In the late 1930s and early 1940s, Turner wrote articles which have been described as “the breakthrough for the modern approach to criminal law”, namely:
- 'Attempts to commit crimes' (1934) 5(2) Cambridge Law Journal 230-247.
- 'The mental element in crimes at Common Law' (1936) 6(1) Cambridge Law Journal 31-66.
- 'Assault at Common Law' (1939) 7(1) Cambridge Law Journal 56-67.
- 'Middleton's Case and the Larceny Act, 1916' (1941) 7(3) Cambridge Law Journal 337–353.

He expanded this modern approach to criminal law in his later works:
- 16th to 19th editions of Kenny's Outlines of Criminal Law (1952-1966).
- 10th to 12th editions of Russell on Crime (1950-1964)..
- 1st and 2nd editions of Cases on Criminal Law with Sir Arthur Llewellyn Armitage (1953 and 1968).

A review of Turner's 16th edition of Outlines described it as "an entirely new edition... the book is now his rather than Kenny's".

Turner was joint editor of the Cambridge Studies in Criminal Science with Leon Radzinowicz and secretary of the Faculty of Law during World War II. He played a leading part in founding the Department of Criminal Science and in the Institute of Criminology which grew out of it.

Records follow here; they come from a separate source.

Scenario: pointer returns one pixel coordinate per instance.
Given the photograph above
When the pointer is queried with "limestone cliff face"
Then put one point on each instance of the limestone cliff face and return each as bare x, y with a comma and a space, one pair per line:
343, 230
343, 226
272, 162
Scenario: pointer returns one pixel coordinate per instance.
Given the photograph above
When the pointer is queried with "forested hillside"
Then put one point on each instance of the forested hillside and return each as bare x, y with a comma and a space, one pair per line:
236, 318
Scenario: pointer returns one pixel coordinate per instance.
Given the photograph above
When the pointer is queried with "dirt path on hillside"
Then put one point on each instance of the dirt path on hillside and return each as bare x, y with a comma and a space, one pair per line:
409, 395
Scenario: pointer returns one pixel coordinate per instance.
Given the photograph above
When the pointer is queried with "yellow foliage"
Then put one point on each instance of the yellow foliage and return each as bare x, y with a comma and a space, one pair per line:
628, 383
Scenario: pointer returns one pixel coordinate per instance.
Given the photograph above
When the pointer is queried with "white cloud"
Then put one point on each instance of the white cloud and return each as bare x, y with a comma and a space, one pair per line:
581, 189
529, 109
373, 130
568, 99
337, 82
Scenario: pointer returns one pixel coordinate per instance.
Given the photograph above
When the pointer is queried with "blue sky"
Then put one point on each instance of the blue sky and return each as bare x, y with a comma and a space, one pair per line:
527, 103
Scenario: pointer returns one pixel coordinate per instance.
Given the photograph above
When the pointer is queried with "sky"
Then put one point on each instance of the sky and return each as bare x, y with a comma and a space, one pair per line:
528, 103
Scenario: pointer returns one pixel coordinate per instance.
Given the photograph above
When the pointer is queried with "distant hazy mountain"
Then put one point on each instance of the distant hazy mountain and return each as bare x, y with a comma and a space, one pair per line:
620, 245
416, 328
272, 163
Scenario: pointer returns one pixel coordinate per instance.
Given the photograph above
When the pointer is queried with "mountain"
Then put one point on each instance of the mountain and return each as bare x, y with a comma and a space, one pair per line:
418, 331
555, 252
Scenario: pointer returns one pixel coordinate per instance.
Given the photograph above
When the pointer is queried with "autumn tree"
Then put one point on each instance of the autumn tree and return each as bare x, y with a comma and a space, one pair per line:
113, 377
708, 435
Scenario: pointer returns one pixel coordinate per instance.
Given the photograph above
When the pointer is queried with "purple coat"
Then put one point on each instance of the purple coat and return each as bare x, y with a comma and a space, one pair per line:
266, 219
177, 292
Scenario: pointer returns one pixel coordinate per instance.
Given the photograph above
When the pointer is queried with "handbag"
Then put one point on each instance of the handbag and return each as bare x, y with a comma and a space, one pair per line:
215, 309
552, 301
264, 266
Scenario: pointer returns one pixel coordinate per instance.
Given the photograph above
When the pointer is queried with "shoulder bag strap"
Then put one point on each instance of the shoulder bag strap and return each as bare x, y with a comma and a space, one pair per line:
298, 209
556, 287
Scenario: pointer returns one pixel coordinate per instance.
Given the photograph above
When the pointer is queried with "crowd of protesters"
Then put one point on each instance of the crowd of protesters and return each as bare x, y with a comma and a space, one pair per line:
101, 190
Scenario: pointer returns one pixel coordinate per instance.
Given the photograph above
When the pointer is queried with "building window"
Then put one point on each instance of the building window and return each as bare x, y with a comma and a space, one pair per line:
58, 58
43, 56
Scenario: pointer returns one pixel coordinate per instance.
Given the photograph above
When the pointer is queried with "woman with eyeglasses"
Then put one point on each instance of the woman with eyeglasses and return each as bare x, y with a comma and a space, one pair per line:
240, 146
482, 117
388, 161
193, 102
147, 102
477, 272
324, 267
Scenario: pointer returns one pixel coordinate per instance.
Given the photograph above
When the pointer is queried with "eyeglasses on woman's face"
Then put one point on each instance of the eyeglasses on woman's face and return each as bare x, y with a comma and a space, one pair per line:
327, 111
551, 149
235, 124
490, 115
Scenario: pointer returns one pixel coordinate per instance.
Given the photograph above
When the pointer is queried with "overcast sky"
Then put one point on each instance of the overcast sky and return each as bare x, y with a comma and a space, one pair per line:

He retired from teaching in 1952 and in 1963 he was awarded a LL.D. by Cambridge University for his contributions to the literature of the criminal law.

A photographic portrait of Turner by Antony Barrington Brown is held at the National Portrait Gallery.

==Personal life and death==
Turner married Beatrice Maud Stooke in 1924 and they had six children. He kept a wide range of pets, enjoyed gardening and was treasurer of the Cambridge University Cricket Club.

He died in Cambridge on 29 November 1968.